On Thu, 2018-10-25 at 15:05 +0000, Bart Van Assche wrote:
> It can happen that the direct I/O queue creates and destroys an empty
> workqueue from inside a work function.

So, thinking about this more, can you guarantee (somehow) that the
workqueue is empty at this point? Perhaps then we should encode that
guarantee into the API, and actually make it WARN_ON() if something is
scheduled on it at that point? And then skip lockdep in this case.

You've actually done a superset of this here - you've basically said
this workqueue was never used, not just that it's empty right now.
However, if you could guarantee that it was never used at this point, I
guess I fail to see what you need it for anyway (or alternatively, why
you wouldn't allocate it later after this point.)

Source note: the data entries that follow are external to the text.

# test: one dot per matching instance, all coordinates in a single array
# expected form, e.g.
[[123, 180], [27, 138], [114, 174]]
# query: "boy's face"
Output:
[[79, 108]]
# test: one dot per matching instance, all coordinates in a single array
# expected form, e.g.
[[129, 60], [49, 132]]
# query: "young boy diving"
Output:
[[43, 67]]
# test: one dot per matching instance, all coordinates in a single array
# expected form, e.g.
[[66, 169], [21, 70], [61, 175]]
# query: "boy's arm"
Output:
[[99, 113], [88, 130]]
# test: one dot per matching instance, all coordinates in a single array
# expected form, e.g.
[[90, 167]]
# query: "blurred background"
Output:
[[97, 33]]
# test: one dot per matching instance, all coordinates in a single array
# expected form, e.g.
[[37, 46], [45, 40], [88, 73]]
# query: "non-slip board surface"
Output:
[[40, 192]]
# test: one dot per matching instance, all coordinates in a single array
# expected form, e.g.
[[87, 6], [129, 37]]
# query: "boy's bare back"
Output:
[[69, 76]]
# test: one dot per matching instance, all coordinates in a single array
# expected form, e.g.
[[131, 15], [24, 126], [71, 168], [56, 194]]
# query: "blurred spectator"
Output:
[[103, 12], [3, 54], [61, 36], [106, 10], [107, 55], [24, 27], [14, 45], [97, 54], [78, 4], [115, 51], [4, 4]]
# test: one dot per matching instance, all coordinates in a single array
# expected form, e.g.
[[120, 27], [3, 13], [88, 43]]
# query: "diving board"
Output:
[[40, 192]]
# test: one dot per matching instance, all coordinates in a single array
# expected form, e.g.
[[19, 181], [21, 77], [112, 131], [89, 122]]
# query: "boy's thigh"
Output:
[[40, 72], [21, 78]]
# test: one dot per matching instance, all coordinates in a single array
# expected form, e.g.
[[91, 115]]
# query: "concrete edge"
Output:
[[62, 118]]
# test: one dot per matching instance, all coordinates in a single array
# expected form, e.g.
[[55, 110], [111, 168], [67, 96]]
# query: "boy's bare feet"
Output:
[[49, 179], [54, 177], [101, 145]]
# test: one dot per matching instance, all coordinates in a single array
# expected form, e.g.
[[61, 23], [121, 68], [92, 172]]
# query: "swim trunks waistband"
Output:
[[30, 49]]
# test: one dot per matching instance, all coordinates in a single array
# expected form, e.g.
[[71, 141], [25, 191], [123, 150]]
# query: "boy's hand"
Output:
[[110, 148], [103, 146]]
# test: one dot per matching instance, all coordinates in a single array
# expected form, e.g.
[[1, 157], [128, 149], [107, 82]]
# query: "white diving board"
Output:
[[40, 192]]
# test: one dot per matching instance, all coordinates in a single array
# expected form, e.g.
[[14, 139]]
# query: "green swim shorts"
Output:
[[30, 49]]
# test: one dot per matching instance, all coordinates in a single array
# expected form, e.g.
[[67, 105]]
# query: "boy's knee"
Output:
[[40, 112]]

It does seem strange to me to make lockdep contingent on "has this
workqueue been used" because there may be things queued on it that only
happen in certain cases (hardware, phases of the moon ;-) ) and lockdep
sort of says "once you execute all the paths that _could_ lead to a
deadlock, I'll warn you about it, even if it never happened". It seems
that we'd want to extend that to workqueues.

Also, I think in a way what this does is try to differentiate the
classes of workqueues: used vs. not used per instance, but I'm not
really sure that's what you want - after all, could it really never have
been used? Surely it has a purpose?

But anyway, I'll need to take a better look at the lockdep splat later
(i.e. when the kids are sleeping.) Do you know how to reproduce this?